Speaking of being maladjusted, Smith, according to several published accounts, in a May 1963 meeting with U.S. Attorney Robert Kennedy was not so cowed by the official’s presence that he swallowed his anger. There were luminaries there—James Baldwin, Harry Belafonte, Lorraine Hansberry, Lena Horne and psychologist Dr. Kenneth Clark. But in “Robert Kennedy and his Times,” Lena Horne is quoted as saying Smith “just put it like it was. He communicated the plain, basic suffering of being a Negro…. He took us back to the common dirt of our existence and rubbed our noses in it…. You could not encompass his anger, his fury, in a set of statistics, nor could Mr. Belafonte and Dr. Clark and Miss Horne, the fortunate Negroes, keep up the pretense of being the mature, responsible spokesmen for the race.” Even so, Kennedy reportedly left that meeting feeling offended by Smith.

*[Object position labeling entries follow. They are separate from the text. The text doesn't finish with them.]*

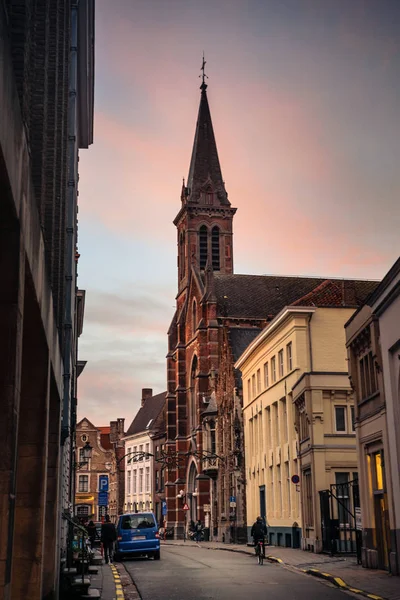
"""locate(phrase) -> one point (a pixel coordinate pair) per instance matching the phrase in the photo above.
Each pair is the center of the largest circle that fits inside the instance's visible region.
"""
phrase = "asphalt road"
(191, 572)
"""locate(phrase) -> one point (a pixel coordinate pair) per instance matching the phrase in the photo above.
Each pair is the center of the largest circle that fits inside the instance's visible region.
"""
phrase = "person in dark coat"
(108, 537)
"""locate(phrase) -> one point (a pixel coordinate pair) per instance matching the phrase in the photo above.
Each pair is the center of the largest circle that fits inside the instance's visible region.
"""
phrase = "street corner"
(340, 583)
(119, 592)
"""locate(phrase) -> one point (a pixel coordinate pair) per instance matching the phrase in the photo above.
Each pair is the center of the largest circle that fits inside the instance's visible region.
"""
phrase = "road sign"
(103, 483)
(103, 499)
(357, 511)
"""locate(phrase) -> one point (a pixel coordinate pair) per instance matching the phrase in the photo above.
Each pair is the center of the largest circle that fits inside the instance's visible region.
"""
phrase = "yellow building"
(298, 420)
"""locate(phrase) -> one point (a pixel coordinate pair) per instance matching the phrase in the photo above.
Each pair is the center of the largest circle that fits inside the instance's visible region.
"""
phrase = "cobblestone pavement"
(366, 582)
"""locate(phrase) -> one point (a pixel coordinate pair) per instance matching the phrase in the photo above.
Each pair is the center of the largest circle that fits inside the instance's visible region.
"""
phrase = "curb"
(119, 592)
(338, 581)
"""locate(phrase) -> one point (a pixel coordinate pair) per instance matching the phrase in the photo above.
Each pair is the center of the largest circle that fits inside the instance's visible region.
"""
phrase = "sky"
(304, 97)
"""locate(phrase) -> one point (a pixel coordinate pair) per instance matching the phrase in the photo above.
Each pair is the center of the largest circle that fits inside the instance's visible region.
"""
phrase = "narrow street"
(195, 573)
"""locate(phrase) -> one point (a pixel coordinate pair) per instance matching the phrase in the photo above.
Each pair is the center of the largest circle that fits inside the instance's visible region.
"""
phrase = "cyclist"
(258, 532)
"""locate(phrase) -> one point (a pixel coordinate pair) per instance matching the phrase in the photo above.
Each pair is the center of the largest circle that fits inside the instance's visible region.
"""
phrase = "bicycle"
(260, 549)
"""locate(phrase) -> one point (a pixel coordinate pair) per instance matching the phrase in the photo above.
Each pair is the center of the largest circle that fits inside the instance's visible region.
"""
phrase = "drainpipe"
(66, 450)
(309, 340)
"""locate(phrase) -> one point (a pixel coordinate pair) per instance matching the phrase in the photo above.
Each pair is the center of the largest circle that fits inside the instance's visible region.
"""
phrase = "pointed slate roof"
(149, 411)
(205, 171)
(263, 296)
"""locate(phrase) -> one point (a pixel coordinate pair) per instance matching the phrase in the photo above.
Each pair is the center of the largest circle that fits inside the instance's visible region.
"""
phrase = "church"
(218, 314)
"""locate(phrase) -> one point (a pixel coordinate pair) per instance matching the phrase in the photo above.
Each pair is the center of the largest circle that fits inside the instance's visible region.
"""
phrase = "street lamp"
(86, 454)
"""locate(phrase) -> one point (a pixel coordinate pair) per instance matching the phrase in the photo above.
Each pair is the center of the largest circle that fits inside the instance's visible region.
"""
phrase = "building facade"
(46, 117)
(373, 342)
(218, 313)
(140, 470)
(99, 483)
(298, 409)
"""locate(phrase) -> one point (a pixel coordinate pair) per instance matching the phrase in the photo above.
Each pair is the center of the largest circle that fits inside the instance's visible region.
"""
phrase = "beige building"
(298, 417)
(373, 341)
(99, 482)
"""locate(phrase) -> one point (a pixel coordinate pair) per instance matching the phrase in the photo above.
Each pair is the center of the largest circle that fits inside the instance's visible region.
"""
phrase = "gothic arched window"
(182, 264)
(203, 244)
(193, 393)
(194, 317)
(215, 248)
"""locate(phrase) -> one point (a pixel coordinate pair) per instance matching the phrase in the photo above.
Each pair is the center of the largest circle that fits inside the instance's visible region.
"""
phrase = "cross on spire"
(203, 75)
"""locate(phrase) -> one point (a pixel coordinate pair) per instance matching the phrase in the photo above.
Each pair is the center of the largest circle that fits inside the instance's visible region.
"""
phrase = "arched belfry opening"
(193, 394)
(215, 248)
(203, 246)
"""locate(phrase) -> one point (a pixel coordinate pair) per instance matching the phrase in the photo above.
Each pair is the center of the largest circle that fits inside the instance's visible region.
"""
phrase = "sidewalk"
(342, 571)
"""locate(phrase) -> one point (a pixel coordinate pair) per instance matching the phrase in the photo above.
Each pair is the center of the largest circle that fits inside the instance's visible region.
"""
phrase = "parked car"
(137, 535)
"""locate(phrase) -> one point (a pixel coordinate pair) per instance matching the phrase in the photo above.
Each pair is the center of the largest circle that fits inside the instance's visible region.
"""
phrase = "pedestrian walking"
(199, 531)
(108, 537)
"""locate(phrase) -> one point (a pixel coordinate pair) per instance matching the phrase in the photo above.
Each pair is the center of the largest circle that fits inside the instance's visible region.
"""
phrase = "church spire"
(205, 171)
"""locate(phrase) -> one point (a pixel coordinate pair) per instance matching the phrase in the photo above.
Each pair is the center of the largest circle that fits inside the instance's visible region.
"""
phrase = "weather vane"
(203, 75)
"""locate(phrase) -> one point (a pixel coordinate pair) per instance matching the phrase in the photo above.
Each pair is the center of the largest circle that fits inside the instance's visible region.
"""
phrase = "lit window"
(340, 418)
(273, 369)
(266, 375)
(280, 362)
(289, 356)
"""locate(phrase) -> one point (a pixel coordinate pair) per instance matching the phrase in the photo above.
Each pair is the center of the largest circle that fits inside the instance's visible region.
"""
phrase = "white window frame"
(266, 375)
(344, 407)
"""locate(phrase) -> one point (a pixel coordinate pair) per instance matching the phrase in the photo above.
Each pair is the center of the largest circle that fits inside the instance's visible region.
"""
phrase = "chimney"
(349, 293)
(146, 393)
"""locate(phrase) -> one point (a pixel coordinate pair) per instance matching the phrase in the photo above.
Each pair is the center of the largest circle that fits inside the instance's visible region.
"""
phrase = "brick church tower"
(204, 240)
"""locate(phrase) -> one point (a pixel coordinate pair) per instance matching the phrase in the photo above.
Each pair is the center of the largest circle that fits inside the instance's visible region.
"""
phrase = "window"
(308, 497)
(289, 356)
(340, 418)
(273, 369)
(83, 483)
(194, 317)
(367, 376)
(134, 488)
(213, 443)
(343, 495)
(203, 245)
(84, 462)
(215, 248)
(353, 425)
(140, 481)
(280, 362)
(82, 510)
(266, 375)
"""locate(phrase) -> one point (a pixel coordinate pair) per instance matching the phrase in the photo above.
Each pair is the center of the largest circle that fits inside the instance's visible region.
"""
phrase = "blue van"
(137, 534)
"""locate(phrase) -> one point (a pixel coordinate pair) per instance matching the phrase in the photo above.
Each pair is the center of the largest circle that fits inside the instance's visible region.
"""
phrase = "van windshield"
(142, 521)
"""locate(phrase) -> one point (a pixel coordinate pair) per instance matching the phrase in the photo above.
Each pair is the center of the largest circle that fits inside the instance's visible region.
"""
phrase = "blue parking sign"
(103, 483)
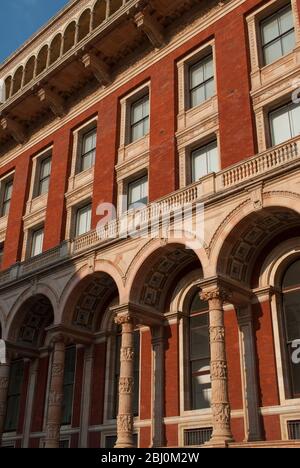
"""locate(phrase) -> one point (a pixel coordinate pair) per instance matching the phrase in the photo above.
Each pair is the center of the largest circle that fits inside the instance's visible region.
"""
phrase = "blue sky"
(19, 19)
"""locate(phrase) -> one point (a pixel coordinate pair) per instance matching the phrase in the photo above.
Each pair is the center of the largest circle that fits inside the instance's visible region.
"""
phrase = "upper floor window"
(199, 355)
(140, 118)
(202, 82)
(88, 150)
(6, 197)
(44, 173)
(278, 35)
(68, 386)
(14, 396)
(83, 220)
(284, 123)
(205, 160)
(138, 192)
(37, 242)
(291, 309)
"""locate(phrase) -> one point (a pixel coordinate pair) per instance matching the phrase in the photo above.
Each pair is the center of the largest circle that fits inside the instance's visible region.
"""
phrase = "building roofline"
(35, 35)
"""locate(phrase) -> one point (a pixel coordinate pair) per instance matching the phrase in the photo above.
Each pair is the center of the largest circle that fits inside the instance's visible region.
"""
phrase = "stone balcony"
(237, 177)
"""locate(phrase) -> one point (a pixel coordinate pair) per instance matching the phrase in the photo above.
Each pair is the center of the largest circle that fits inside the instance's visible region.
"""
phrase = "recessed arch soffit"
(95, 295)
(160, 275)
(241, 248)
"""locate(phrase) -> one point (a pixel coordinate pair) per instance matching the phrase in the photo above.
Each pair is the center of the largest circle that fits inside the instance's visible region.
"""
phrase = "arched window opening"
(42, 60)
(29, 70)
(115, 5)
(291, 312)
(69, 37)
(199, 354)
(17, 80)
(99, 13)
(55, 48)
(84, 25)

If Smith had been nicer, more conciliatory, that meeting may have ended with smiles. But according to the book “Nobody Turn Me Around: A People’s History of the 1963 March on Washington,” weeks after that meeting, President John F. Kennedy gave “the most aggressive presidential address in history on race, which was quickly followed by the most comprehensive legislation in modern history.”

But before the McCrory’s case was heard by the Supreme Court and before Smith let loose on the attorney general, young people here had to muster the courage to disobey.

And further bend our laws toward justice.